La franca y cordial expansión de que después habló el periódico oficial, fue tomando creces durante la tarde. Mientras los empleados y amigos de segunda clase se sentaban a la mesa, refrendados los platillos, los que acababan de abandonarla volvían al salón en parte, y en parte se acercaban a las demás habitaciones no cerradas para los amigos, en donde las niñas y Sixto Liborio, hijo, permanecieron recatados.

Sólo puedo dar razón de que había ruido y algazara y brindis por todas partes, predominando siempre las protestas de adhesión a Cincinato y de alto respeto y cariño a su familia. Eran las seis de la tarde y aquello habría seguido adelante con gran contentamiento de todos, si no fuera porque a las nueve de la noche había de comenzar el baile con que Vaqueril obsequiaba a sus amigos, y era preciso ir a casa para que la familia se alistara, y dejar a la del señor gobernador algunas horas de descanso.

Salía yo uno de los últimos, cuando Miguel me tocó el hombro y me detuvo en el portal. Había estado largo rato entre Candelarita y Concha, quienes probablemente le obligaron a brindar más, pues su expansión estaba un tanto subida de punto. Sin embargo, bajó la voz para hacerme esta pregunta:

—¿Dígame, Juanillo, conoce usted a la Cabezudita?

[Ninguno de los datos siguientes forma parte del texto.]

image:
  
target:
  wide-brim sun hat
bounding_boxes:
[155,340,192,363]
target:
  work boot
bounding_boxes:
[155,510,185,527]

—¿La Cabezudita? —repetí yo asombrado.

—Sí, hombre, la hija del coronel; una pedreña.

No pude mentir.

—La conozco —contesté con voz ahogada.

—Bien, pues va usted a hacerme un favor. No falte usted al baile; a las nueve en punto; le necesito mucho.

—Vendré.

—Pero, hombre —continuó sacándome por un brazo a la calle y echando a andar—, ¿conoce usted criatura más linda que ésa? Ayer que salí en la comisión de convite la vi en casa de su papá, y me quedé de una pieza delante de ella. ¡Qué ojos, Juan!, ¡qué boca!, ¡qué hermoso color!, ¡qué cuerpo y qué garbo sobre todo! ¡Todas estas tísicas juntas no valen lo que un brazo de esa muchacha! Y dígame usted, ¿no es tonta? Yo no lo creo, porque eso se conoce a las tres palabras. Me pareció tímida, pero me pareció también lo más lindo que conozco.

Sofocado, irritado y nervioso, acompañé a Miguel hasta la puerta de su casa, y me dirigí a la mía, maldiciendo mi estrella.